Istihsan Menurut Ulama' Ushul Fikih

“Bisakah Istihsan dijadikan dalil?”
Sebagaimana kita tahu bahwa ‘Istihsan’ merupakan salah satu dalil yang tidak disepakati keargumentasiannya oleh para ulama, yang dengannya istihsan dimasukkan dalam daftar dalil-dalil yang ‘mukhtalaf fiha’. Namun, apakah perbedaan pendapat diantara mereka benar-benar tejadi pada hakikat Istihsan itu sendiri atau khilaf yang ada hanyalah khilaf lafdzi, yang sehingga itu artinya tidak ada perbedaan diantara ulama terkait kepantasan Istihsan sebagai argumentasi?
Untuk menjawab permasalahan ini, maka kita sangatlah perlu dengan baik mengetahui makna Istihsan yang dikehendaki oleh para ulama yang mengatakan keargumentasiannya dan yang menolak.

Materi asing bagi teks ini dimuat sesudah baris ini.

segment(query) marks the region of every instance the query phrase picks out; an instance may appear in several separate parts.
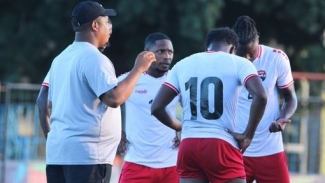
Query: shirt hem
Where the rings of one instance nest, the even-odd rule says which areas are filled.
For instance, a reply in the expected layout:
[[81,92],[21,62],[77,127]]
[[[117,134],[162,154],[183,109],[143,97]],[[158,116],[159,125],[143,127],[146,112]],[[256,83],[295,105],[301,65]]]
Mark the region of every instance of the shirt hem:
[[157,165],[157,163],[147,164],[147,163],[139,163],[139,162],[128,161],[128,160],[125,160],[125,162],[134,163],[134,164],[137,164],[137,165],[142,165],[142,166],[146,166],[146,167],[149,167],[149,168],[169,168],[169,167],[176,166],[176,161],[175,161],[175,163],[170,163],[170,164],[166,163],[164,165],[158,165],[158,166],[152,166],[153,164]]

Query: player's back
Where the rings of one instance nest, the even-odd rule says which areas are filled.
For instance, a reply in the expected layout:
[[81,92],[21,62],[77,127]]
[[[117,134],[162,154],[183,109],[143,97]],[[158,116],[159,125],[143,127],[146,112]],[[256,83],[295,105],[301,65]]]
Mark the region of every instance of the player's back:
[[225,128],[235,130],[238,93],[255,67],[225,52],[203,52],[178,62],[167,83],[179,90],[183,105],[182,139],[221,138],[237,147]]

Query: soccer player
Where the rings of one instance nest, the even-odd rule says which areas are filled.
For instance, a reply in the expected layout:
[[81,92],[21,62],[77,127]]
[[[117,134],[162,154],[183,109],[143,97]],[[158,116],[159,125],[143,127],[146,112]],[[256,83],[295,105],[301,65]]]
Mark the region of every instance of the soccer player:
[[[126,139],[122,136],[120,146],[121,153],[124,149],[127,152],[119,183],[178,183],[176,159],[179,141],[175,139],[176,132],[151,115],[151,104],[166,80],[173,60],[173,44],[160,32],[148,35],[144,44],[144,50],[153,52],[157,61],[141,75],[130,98],[121,107]],[[118,77],[118,80],[127,75]],[[176,116],[177,103],[178,97],[175,97],[168,106],[173,117]]]
[[[117,82],[110,60],[98,48],[112,33],[113,9],[80,2],[71,23],[75,40],[52,62],[46,141],[48,183],[109,182],[121,138],[119,105],[130,96],[155,56],[141,52],[128,77]],[[43,119],[43,118],[40,118]]]
[[[177,172],[181,183],[244,183],[242,152],[263,115],[266,93],[252,63],[233,53],[236,33],[217,28],[206,37],[206,52],[176,63],[152,104],[152,114],[174,130],[182,130]],[[244,86],[253,95],[245,132],[234,133],[237,102]],[[166,106],[180,95],[182,124]]]
[[[281,133],[297,108],[289,59],[279,49],[259,45],[259,34],[250,17],[238,17],[233,29],[239,37],[236,54],[255,65],[268,98],[253,141],[244,153],[247,182],[289,183]],[[279,95],[284,98],[281,110]],[[253,98],[248,90],[242,88],[238,101],[238,120],[242,122],[238,123],[239,132],[245,130]]]

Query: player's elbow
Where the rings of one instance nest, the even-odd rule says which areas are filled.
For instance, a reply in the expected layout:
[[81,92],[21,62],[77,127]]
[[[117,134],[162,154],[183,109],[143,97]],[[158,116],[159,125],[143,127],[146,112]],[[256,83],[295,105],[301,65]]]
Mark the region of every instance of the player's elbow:
[[265,91],[256,93],[253,98],[256,101],[258,101],[259,104],[261,104],[263,106],[266,106],[266,104],[267,104],[267,94],[266,94]]
[[122,97],[113,95],[109,92],[103,93],[101,96],[99,96],[99,99],[111,108],[117,108],[125,101]]
[[117,108],[122,104],[119,100],[110,100],[106,105],[108,105],[111,108]]
[[159,111],[160,111],[159,106],[154,102],[151,105],[151,115],[156,116]]
[[115,97],[115,96],[112,96],[112,97],[110,97],[106,101],[107,102],[105,102],[105,103],[109,107],[111,107],[111,108],[117,108],[117,107],[121,106],[126,101],[126,99],[124,99],[123,97]]

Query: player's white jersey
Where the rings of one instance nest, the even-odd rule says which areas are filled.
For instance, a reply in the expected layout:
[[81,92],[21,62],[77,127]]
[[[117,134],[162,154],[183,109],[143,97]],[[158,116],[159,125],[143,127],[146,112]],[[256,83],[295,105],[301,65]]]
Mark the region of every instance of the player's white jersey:
[[250,77],[257,77],[254,65],[225,52],[197,53],[179,61],[164,84],[182,98],[182,139],[220,138],[238,148],[225,129],[238,125],[239,89]]
[[[118,80],[123,80],[127,74],[118,77]],[[133,93],[125,102],[126,136],[130,142],[125,161],[151,168],[176,165],[178,150],[173,148],[176,131],[151,115],[153,99],[166,78],[166,75],[154,78],[147,73],[142,74]],[[174,117],[178,99],[178,96],[175,97],[167,106]]]
[[[293,84],[290,62],[287,55],[278,49],[259,45],[258,57],[253,64],[267,93],[267,105],[252,143],[245,156],[266,156],[283,151],[282,133],[270,133],[269,126],[280,115],[278,88],[287,88]],[[252,97],[242,88],[239,97],[238,132],[243,132],[249,119]]]

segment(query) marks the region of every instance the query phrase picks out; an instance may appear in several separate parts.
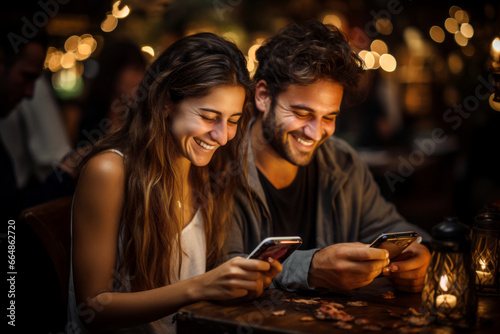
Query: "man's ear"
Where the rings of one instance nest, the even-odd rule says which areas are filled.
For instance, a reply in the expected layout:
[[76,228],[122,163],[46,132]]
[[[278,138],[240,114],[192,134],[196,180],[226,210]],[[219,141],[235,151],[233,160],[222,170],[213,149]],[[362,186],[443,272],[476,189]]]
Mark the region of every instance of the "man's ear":
[[271,92],[265,80],[259,80],[255,85],[255,107],[262,113],[271,107]]

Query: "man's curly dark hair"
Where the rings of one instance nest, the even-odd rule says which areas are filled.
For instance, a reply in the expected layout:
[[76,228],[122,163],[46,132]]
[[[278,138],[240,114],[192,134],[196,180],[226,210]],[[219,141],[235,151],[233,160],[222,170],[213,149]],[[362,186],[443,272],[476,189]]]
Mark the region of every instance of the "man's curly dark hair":
[[266,81],[273,104],[289,85],[305,86],[320,79],[341,84],[349,99],[363,73],[363,62],[347,36],[318,21],[287,25],[262,44],[256,57],[254,81]]

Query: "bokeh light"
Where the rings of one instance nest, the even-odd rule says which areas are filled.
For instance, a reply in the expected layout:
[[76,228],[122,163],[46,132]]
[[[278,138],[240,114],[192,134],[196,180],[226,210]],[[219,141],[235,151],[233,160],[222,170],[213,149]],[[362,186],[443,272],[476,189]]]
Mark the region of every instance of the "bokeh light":
[[83,92],[81,71],[74,66],[54,73],[52,75],[52,86],[56,94],[62,99],[80,96]]
[[439,26],[432,26],[429,30],[429,35],[436,43],[443,43],[445,39],[444,30]]
[[339,29],[342,28],[342,20],[335,14],[325,15],[325,17],[323,18],[323,23],[334,25]]
[[455,13],[458,12],[459,10],[462,10],[462,8],[458,6],[451,6],[450,10],[448,11],[450,14],[450,17],[455,17]]
[[155,50],[153,50],[152,47],[150,47],[149,45],[145,45],[141,48],[141,51],[142,52],[145,52],[147,53],[148,55],[150,55],[151,57],[154,57],[155,56]]
[[469,40],[460,31],[455,34],[455,42],[460,46],[466,46]]
[[495,98],[495,94],[491,94],[488,101],[490,102],[490,107],[493,110],[500,111],[500,102],[495,102],[493,99]]
[[466,38],[472,38],[472,36],[474,36],[474,28],[468,23],[464,23],[460,26],[460,32]]
[[114,17],[118,19],[123,19],[127,17],[128,14],[130,14],[130,8],[127,5],[125,5],[123,6],[122,9],[120,9],[120,3],[121,1],[117,1],[113,4],[113,10],[111,11],[111,13],[113,14]]
[[380,56],[380,67],[386,72],[393,72],[397,67],[396,58],[388,53]]
[[255,52],[260,48],[260,44],[254,44],[248,49],[248,57],[252,59],[254,62],[258,62],[257,58],[255,57]]
[[465,10],[457,10],[453,16],[458,23],[469,23],[469,14]]
[[364,57],[365,66],[367,69],[371,70],[375,66],[375,57],[371,52],[367,52]]
[[448,67],[450,68],[451,73],[459,74],[464,68],[464,62],[459,55],[452,53],[448,56]]
[[66,50],[66,52],[75,52],[80,44],[80,41],[80,36],[73,35],[68,37],[66,42],[64,42],[64,50]]
[[472,57],[476,53],[476,48],[469,43],[462,48],[462,53],[467,57]]
[[250,57],[245,56],[245,59],[247,60],[247,70],[251,73],[255,69],[255,63]]
[[450,34],[454,34],[458,31],[458,22],[457,20],[449,17],[444,21],[444,27]]
[[370,50],[375,51],[380,55],[389,52],[387,44],[385,44],[385,42],[380,39],[376,39],[370,44]]
[[75,54],[72,52],[65,53],[61,57],[61,67],[62,68],[71,68],[71,67],[75,66],[75,62],[76,62]]
[[111,32],[115,30],[118,25],[118,19],[113,14],[106,14],[106,18],[101,23],[101,30],[104,32]]
[[378,19],[375,22],[375,27],[377,28],[378,32],[381,33],[382,35],[390,35],[392,33],[392,22],[388,19]]

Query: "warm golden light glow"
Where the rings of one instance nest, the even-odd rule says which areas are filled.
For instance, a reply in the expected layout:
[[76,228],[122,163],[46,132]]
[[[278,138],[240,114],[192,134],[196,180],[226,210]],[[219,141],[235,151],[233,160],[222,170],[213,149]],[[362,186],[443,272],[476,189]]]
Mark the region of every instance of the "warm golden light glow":
[[491,94],[488,101],[490,102],[490,107],[493,110],[500,111],[500,102],[495,102],[493,99],[495,98],[495,94]]
[[88,44],[80,44],[78,45],[78,53],[83,56],[90,56],[92,48]]
[[323,18],[323,23],[334,25],[339,29],[342,28],[342,21],[340,20],[340,17],[335,14],[325,15],[325,17]]
[[392,22],[388,19],[378,19],[375,22],[375,27],[377,28],[378,32],[383,35],[390,35],[393,29]]
[[114,17],[118,19],[123,19],[127,17],[128,14],[130,14],[130,8],[127,5],[125,5],[123,6],[122,9],[119,9],[120,2],[121,1],[117,1],[113,4],[113,10],[111,11],[111,13],[113,14]]
[[53,51],[48,55],[47,67],[51,72],[57,72],[61,69],[61,58],[63,53],[55,48],[52,48],[51,50]]
[[373,54],[371,52],[367,52],[365,54],[365,66],[367,69],[369,70],[372,70],[373,67],[375,66],[375,57],[373,56]]
[[481,266],[481,270],[486,270],[486,263],[483,259],[479,259],[479,265]]
[[458,23],[469,23],[469,14],[465,10],[457,10],[453,16]]
[[75,54],[72,52],[65,53],[61,57],[62,68],[71,68],[71,67],[75,66],[75,62],[76,62]]
[[387,47],[387,44],[385,44],[384,41],[380,40],[380,39],[376,39],[374,40],[371,44],[370,44],[370,49],[372,51],[375,51],[377,52],[378,54],[380,55],[383,55],[385,53],[388,53],[389,52],[389,49]]
[[393,72],[397,67],[396,58],[388,53],[380,56],[380,67],[386,72]]
[[90,47],[90,52],[94,52],[97,48],[97,41],[94,39],[94,37],[91,34],[83,34],[81,38],[82,41],[80,42],[80,44],[88,45]]
[[491,43],[493,49],[497,52],[500,52],[500,38],[496,37]]
[[451,6],[448,13],[450,13],[450,17],[455,17],[455,13],[458,12],[459,10],[462,10],[462,8],[458,6]]
[[469,40],[460,31],[455,34],[455,42],[460,46],[466,46]]
[[380,67],[380,54],[378,52],[372,51],[370,52],[373,56],[374,63],[372,66],[372,70],[376,70]]
[[68,37],[66,42],[64,42],[64,50],[66,50],[66,52],[75,52],[80,44],[80,41],[80,36],[73,35]]
[[83,70],[84,70],[82,63],[80,63],[79,61],[75,62],[75,66],[73,67],[73,69],[74,69],[77,76],[79,76],[79,77],[82,76]]
[[453,74],[459,74],[464,67],[462,58],[455,53],[450,54],[448,56],[448,67]]
[[449,287],[448,276],[446,275],[441,276],[441,279],[439,280],[439,287],[443,289],[443,291],[448,291]]
[[245,56],[245,59],[247,60],[247,70],[248,70],[248,72],[252,72],[255,69],[255,63],[253,62],[252,59],[250,59],[247,56]]
[[366,57],[366,54],[368,53],[369,51],[367,50],[361,50],[358,52],[358,56],[359,58],[361,58],[361,60],[363,61],[363,69],[364,70],[367,70],[368,68],[366,67],[366,63],[365,63],[365,57]]
[[500,60],[500,38],[495,37],[493,42],[491,42],[491,57],[494,61]]
[[260,44],[254,44],[248,49],[248,57],[252,59],[254,62],[257,62],[257,58],[255,57],[255,52],[260,48]]
[[449,17],[446,19],[446,21],[444,21],[444,27],[446,28],[446,30],[448,30],[449,33],[454,34],[458,31],[458,22],[457,20]]
[[436,43],[443,43],[445,38],[444,30],[438,26],[432,26],[429,30],[429,35],[432,40]]
[[118,19],[112,14],[106,14],[106,18],[101,23],[101,29],[104,32],[111,32],[115,30],[118,25]]
[[222,34],[222,37],[233,42],[236,45],[239,45],[241,42],[240,36],[233,31],[226,31],[225,33]]
[[150,47],[149,45],[145,45],[141,48],[141,51],[142,52],[145,52],[147,54],[149,54],[151,57],[154,57],[155,56],[155,50],[153,50],[152,47]]
[[460,26],[460,32],[467,38],[472,38],[472,36],[474,36],[474,28],[468,23],[464,23]]
[[476,53],[476,48],[469,43],[462,48],[462,53],[467,57],[472,57]]

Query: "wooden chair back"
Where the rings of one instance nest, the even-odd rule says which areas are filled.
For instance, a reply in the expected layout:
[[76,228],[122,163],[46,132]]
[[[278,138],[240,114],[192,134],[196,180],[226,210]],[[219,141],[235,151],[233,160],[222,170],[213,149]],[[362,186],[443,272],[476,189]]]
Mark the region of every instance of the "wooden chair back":
[[26,209],[20,216],[20,220],[26,221],[42,241],[52,260],[64,305],[68,301],[72,198],[67,196]]

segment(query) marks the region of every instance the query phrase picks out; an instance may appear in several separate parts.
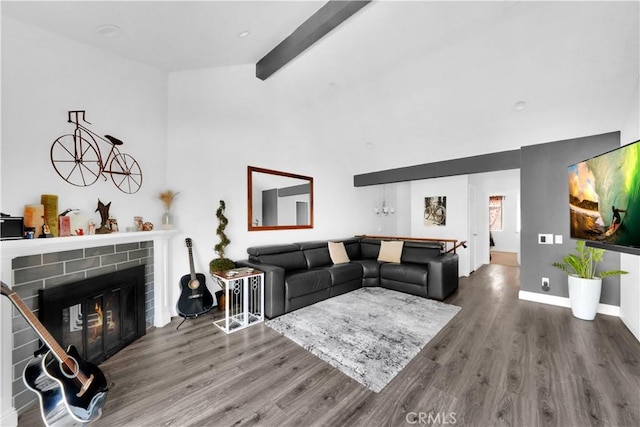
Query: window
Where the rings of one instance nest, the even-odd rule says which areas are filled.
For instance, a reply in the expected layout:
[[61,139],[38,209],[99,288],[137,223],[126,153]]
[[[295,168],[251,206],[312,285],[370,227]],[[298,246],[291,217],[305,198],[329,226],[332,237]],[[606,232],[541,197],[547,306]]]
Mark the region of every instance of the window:
[[489,229],[491,231],[502,231],[502,206],[504,196],[489,197]]

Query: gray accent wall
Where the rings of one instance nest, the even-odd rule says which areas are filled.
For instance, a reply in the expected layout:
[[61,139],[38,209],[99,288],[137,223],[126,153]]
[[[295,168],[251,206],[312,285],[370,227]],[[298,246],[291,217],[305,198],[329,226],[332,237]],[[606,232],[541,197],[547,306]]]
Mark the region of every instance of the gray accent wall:
[[[569,237],[569,165],[620,147],[620,132],[574,138],[522,147],[481,156],[465,157],[355,175],[354,186],[412,181],[443,176],[466,175],[520,169],[521,233],[520,289],[568,297],[566,275],[553,267],[573,252],[576,241]],[[540,245],[538,234],[562,235],[562,244]],[[603,269],[619,269],[620,257],[605,254]],[[542,290],[542,277],[550,279],[550,290]],[[601,302],[620,305],[620,277],[603,280]]]
[[[520,289],[568,297],[566,274],[552,266],[573,252],[576,241],[569,237],[569,190],[567,167],[597,154],[620,147],[620,132],[522,147],[520,194],[522,231],[520,241]],[[562,235],[562,244],[538,244],[538,234]],[[605,254],[604,269],[618,269],[617,253]],[[550,279],[544,292],[542,277]],[[603,280],[600,301],[620,305],[620,277]]]
[[500,151],[479,156],[463,157],[442,162],[424,163],[404,168],[365,173],[353,177],[354,187],[417,181],[420,179],[472,173],[495,172],[520,167],[520,150]]

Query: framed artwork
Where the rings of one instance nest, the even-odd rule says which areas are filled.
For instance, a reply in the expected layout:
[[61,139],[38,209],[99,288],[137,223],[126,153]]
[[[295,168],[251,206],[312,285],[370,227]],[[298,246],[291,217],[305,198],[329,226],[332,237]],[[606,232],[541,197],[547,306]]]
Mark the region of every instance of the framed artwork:
[[424,198],[424,225],[447,225],[447,196]]

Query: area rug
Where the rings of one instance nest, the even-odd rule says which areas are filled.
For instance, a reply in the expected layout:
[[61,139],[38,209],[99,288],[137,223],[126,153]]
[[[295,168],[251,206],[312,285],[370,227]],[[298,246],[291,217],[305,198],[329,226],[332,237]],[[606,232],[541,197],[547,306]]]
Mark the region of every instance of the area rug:
[[376,393],[460,311],[460,307],[367,287],[266,322]]
[[491,251],[491,264],[508,265],[511,267],[519,267],[518,254],[514,252]]

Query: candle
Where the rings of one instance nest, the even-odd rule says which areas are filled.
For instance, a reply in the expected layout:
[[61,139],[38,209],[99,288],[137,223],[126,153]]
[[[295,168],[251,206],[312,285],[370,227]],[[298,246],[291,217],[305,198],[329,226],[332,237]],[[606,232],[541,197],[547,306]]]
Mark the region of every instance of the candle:
[[44,225],[44,205],[25,205],[24,226],[36,229],[34,237],[40,237]]
[[44,205],[44,219],[53,237],[58,237],[58,196],[43,194],[40,203]]

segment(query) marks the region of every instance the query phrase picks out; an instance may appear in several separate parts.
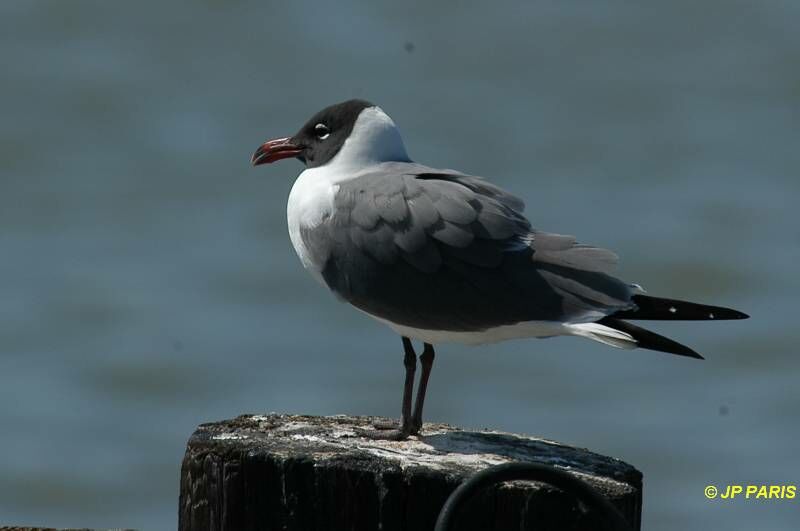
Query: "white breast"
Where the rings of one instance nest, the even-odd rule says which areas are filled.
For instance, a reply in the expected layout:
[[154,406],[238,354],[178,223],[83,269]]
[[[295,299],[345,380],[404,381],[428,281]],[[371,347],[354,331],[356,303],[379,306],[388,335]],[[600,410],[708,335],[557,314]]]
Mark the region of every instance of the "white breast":
[[289,193],[286,205],[286,218],[289,223],[289,237],[292,245],[303,263],[303,267],[322,282],[322,268],[325,264],[316,264],[306,248],[300,234],[301,228],[318,226],[333,213],[333,198],[339,186],[325,167],[305,170],[297,177]]

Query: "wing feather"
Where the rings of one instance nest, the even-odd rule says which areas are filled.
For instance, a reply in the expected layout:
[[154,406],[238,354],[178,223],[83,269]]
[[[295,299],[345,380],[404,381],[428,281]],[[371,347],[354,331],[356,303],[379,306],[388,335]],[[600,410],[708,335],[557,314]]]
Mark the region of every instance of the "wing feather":
[[408,217],[408,203],[402,191],[376,195],[373,202],[379,217],[389,223],[399,223]]
[[439,211],[427,194],[420,193],[407,199],[408,209],[411,212],[410,223],[418,223],[422,227],[430,227],[439,221]]
[[456,225],[449,221],[438,224],[430,235],[451,247],[465,248],[475,239],[475,234],[464,225]]
[[[365,311],[444,328],[587,322],[630,307],[631,288],[607,274],[614,253],[537,231],[523,209],[519,198],[479,177],[377,165],[339,184],[326,222],[338,232],[327,239],[335,241],[328,251],[335,263],[326,282],[350,290],[340,295]],[[425,301],[411,297],[409,283]],[[455,299],[462,303],[449,315],[452,302],[444,301]]]
[[529,239],[534,250],[534,262],[611,273],[619,261],[619,257],[612,251],[577,243],[574,236],[533,231]]

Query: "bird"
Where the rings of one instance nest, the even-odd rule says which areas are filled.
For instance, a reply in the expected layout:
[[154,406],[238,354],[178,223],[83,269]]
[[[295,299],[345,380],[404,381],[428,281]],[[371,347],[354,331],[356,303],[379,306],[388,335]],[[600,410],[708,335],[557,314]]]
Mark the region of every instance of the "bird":
[[[730,308],[647,295],[614,276],[617,255],[531,226],[524,202],[488,180],[409,158],[380,107],[351,99],[290,137],[264,142],[259,166],[295,158],[287,220],[303,266],[337,298],[388,325],[403,346],[399,422],[368,436],[420,434],[441,343],[578,336],[703,359],[636,320],[745,319]],[[412,409],[417,353],[421,373]]]

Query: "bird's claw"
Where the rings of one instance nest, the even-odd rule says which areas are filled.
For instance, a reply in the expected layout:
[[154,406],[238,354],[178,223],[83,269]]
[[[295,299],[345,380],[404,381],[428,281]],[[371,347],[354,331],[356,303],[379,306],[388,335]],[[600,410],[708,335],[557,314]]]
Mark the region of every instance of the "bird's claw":
[[373,422],[372,427],[378,431],[399,430],[400,424],[393,421]]
[[376,441],[404,441],[411,435],[418,435],[422,429],[419,419],[402,419],[400,422],[374,422],[372,429],[358,429],[362,437]]
[[372,439],[373,441],[405,441],[409,438],[409,436],[413,435],[411,433],[410,426],[406,429],[392,427],[389,429],[359,429],[357,433],[366,439]]

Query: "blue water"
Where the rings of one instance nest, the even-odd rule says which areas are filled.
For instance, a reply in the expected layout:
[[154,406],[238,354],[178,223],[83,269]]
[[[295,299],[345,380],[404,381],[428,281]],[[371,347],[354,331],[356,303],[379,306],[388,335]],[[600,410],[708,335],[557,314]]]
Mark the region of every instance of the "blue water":
[[427,418],[645,477],[644,529],[784,530],[797,500],[800,4],[0,3],[0,523],[170,529],[194,427],[396,415],[400,341],[301,268],[269,137],[350,97],[650,293],[749,321],[443,346]]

Sebelum itu, secara singkat, ada 2 madzhab dalam masalah keargumentasian Istihsan :
1.       Ulama yang mengingkari keargumentasian Istihsan, mereka adalah Imam Syafii , Ibnu Hazm Al Dzahiri ,  Mu’tazilah dan seluruh ulama Syiah.
2.       Ulama yang mengatakan keargumentasian Istihsan, mereka ialah para ulama madzhab Hanafi , Maliki  dan Hanbali.
Berikut definisi yang diungkapkan oleh para pro Istihsan :
•             Ialah tidak menghukumi suatu masalah dengan suatu hukum yang padahal masalah-masalah lain yang sama dihukumi dengan hukum tersebut, dikarenakan adanya dalil lebih kuat yang menghendaki masalah tersebut tidak dihukumi dengan hukum yang sama. (Al Karkhi dari madzhab Hanafi)
•             Ialah menggunakan salah satu yang lebih kuat diantara dua dalil (yang masing-masing menunjukan hukum tersendiri), atau mengambil maslahat juz’iyah yang padahal bertentangan dengan dalil kulli. (Imam Malik)
•             Ialah tidak menghukumi suatu masalah dengan suatu hukum yang padahal masalah-masalah lain yang sama dihukumi dengan hukum tersebut, dikarenakan adanya dalil tertentu dari Al Quran atau Sunah. (Ibnu Qudamah dari madzhab Hanbali)
•             Ialah bahwa saat mengambil hukum yang ditunjukan oleh qiyas, hal itu justru berakibat menghukumi sesuatu dengan extrim, sehingga kemudian dalam kondisi tertentu hukum tersebut tidak diambil karena ada hal yang mengharuskan itu pada saat-saat tertentu. (Ibnu Rusyd)
•             Ialah meninggalkan hukum yang ditunjukan oleh suatu qiyas dengan mengambil hukum lain yang ditunjukan oleh qiyas lain yang lebih kuat atau, mentakhshis qiyas dengan dalil yang lebih kuat. (Sebagian ulama)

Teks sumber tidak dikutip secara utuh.